Re: [PATCH 2/2] smp: introduce kick_active_cpus_sync()

From: "Paul E. McKenney" <paulmck@linux.vnet.ibm.com>
To: Yury Norov <ynorov@caviumnetworks.com>
Cc: Chris Metcalf <cmetcalf@mellanox.com>,
	Christopher Lameter <cl@linux.com>,
	Russell King - ARM Linux <linux@armlinux.org.uk>,
	Mark Rutland <mark.rutland@arm.com>,
	Steven Rostedt <rostedt@goodmis.org>,
	Mathieu Desnoyers <mathieu.desnoyers@efficios.com>,
	Catalin Marinas <catalin.marinas@arm.com>,
	Will Deacon <will.deacon@arm.com>,
	Pekka Enberg <penberg@kernel.org>,
	David Rientjes <rientjes@google.com>,
	Joonsoo Kim <iamjoonsoo.kim@lge.com>,
	Andrew Morton <akpm@linux-foundation.org>,
	Benjamin Herrenschmidt <benh@kernel.crashing.org>,
	Paul Mackerras <paulus@samba.org>,
	Michael Ellerman <mpe@ellerman.id.au>,
	linux-arm-kernel@lists.infradead.org,
	linuxppc-dev@lists.ozlabs.org, kvm-ppc@vger.kernel.org,
	linux-mm@kvack.org, linux-kernel@vger.kernel.org,
	luto@kernel.org
Subject: Re: [PATCH 2/2] smp: introduce kick_active_cpus_sync()
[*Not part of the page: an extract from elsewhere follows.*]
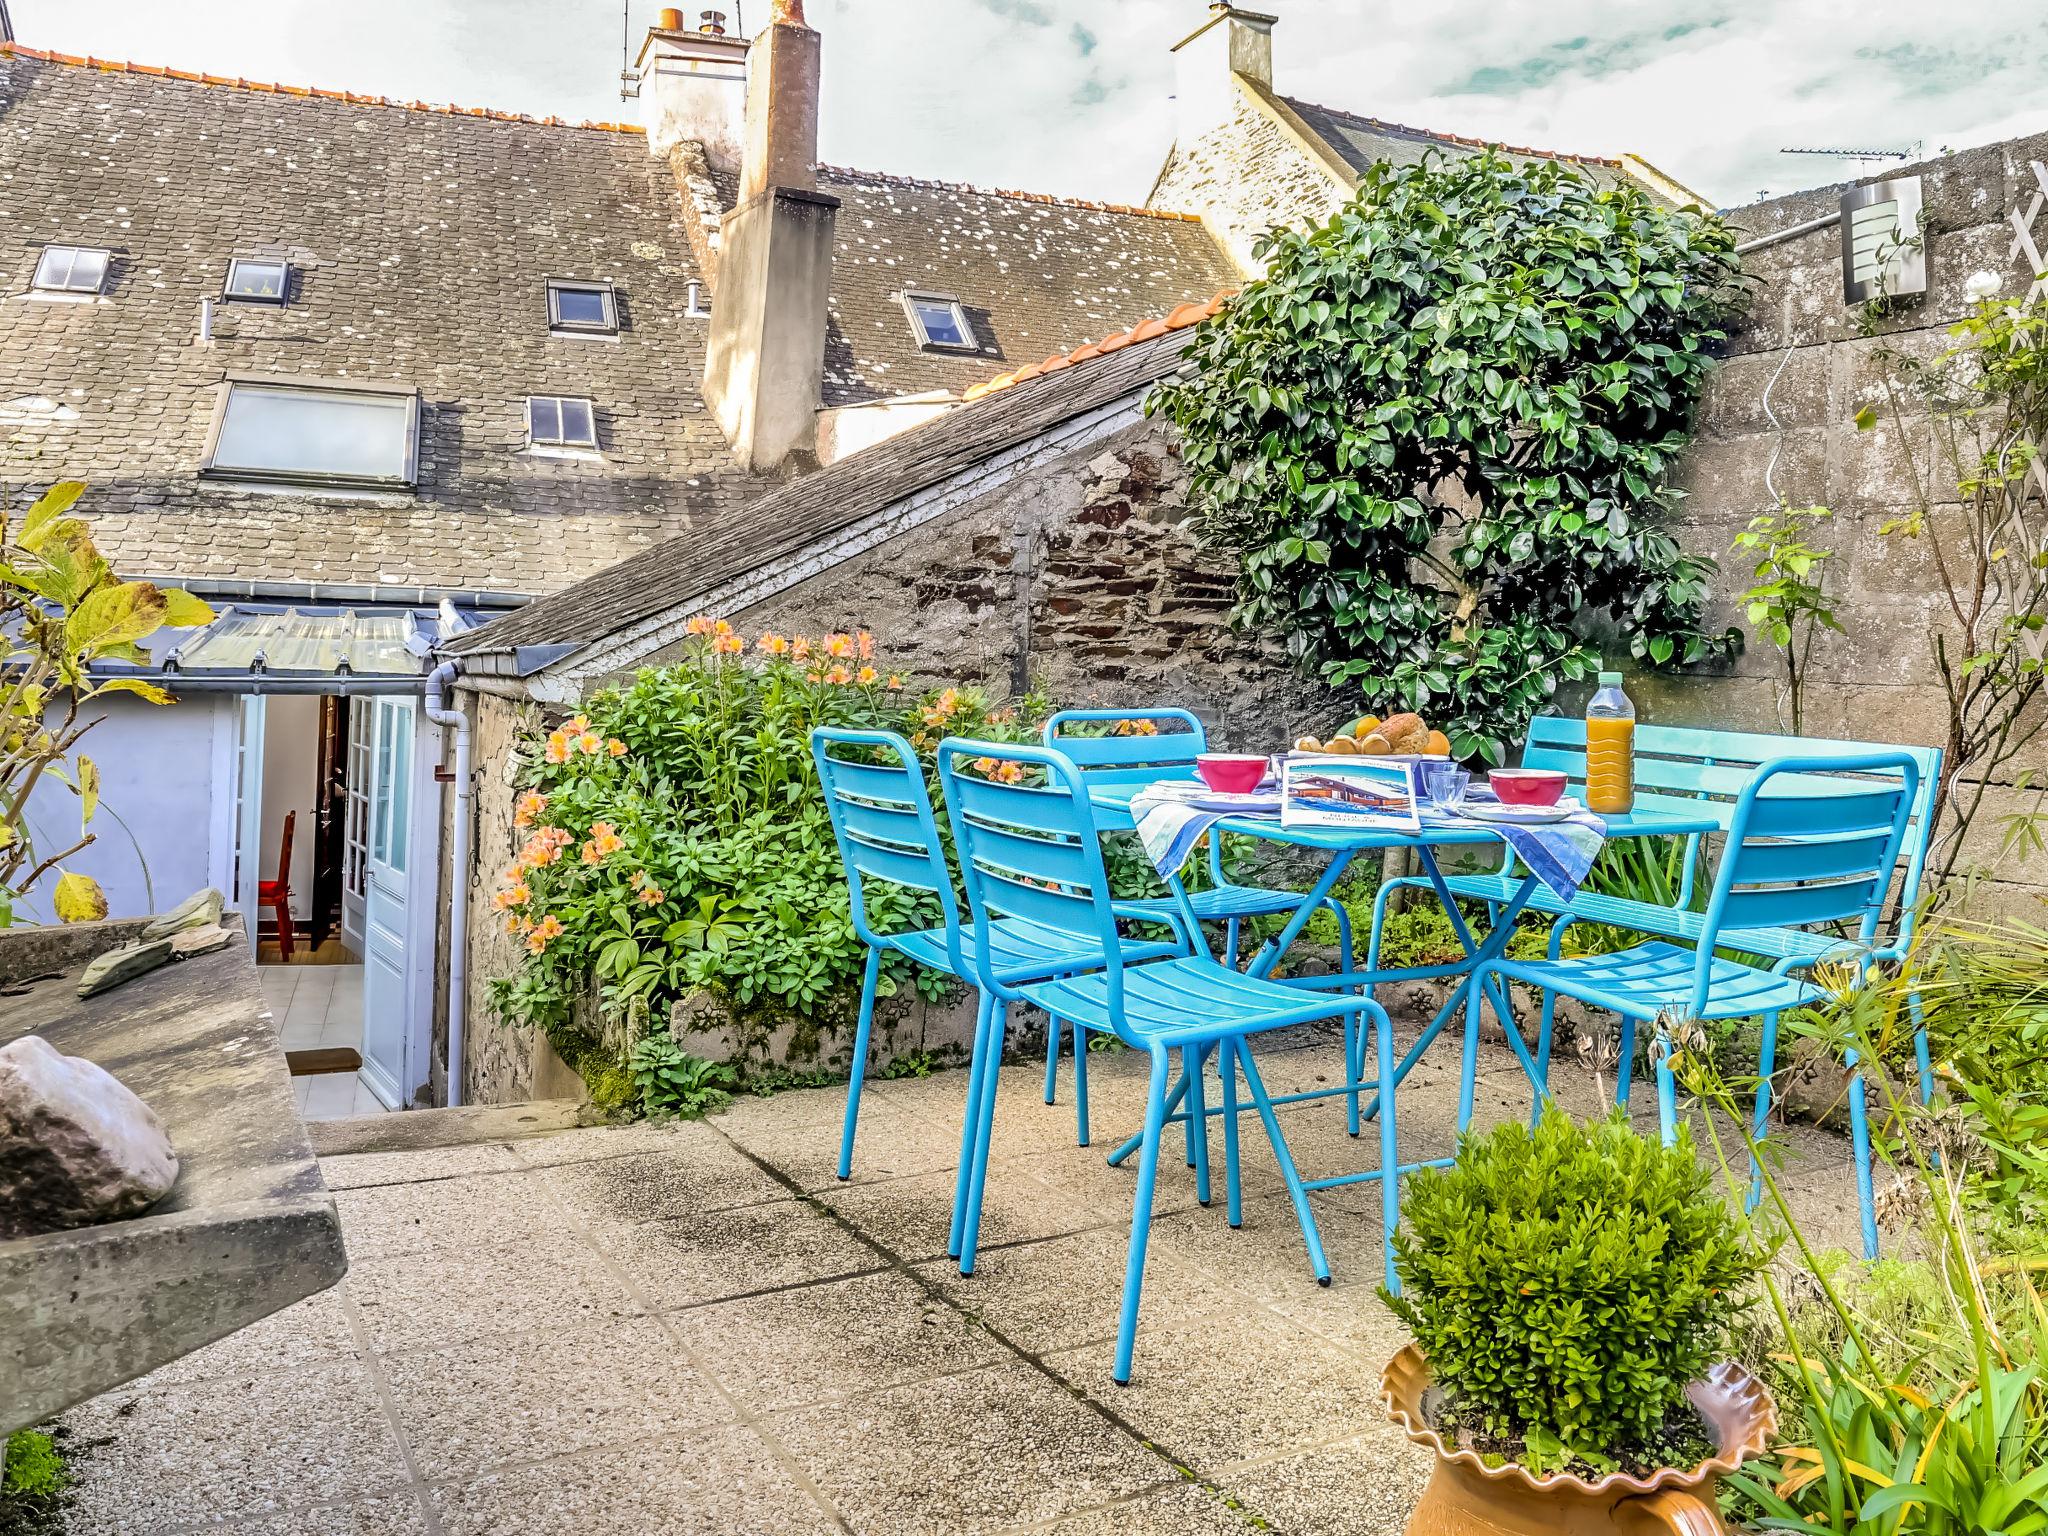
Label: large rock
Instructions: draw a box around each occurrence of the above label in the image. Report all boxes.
[0,1036,179,1239]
Date: Wed, 28 Mar 2018 07:45:48 -0700	[thread overview]
Message-ID: <20180328144548.GS3675@linux.vnet.ibm.com> (raw)
In-Reply-To: <20180328144140.g4qwtciikffaescu@yury-thinkpad>

On Wed, Mar 28, 2018 at 05:41:40PM +0300, Yury Norov wrote:
> On Wed, Mar 28, 2018 at 06:56:17AM -0700, Paul E. McKenney wrote:
> > On Wed, Mar 28, 2018 at 04:36:05PM +0300, Yury Norov wrote:
> > > On Mon, Mar 26, 2018 at 05:45:55AM -0700, Paul E. McKenney wrote:
> > > > On Sun, Mar 25, 2018 at 11:11:54PM +0300, Yury Norov wrote:
> > > > > On Sun, Mar 25, 2018 at 12:23:28PM -0700, Paul E. McKenney wrote:
> > > > > > On Sun, Mar 25, 2018 at 08:50:04PM +0300, Yury Norov wrote:
> > > > > > > kick_all_cpus_sync() forces all CPUs to sync caches by sending broadcast IPI.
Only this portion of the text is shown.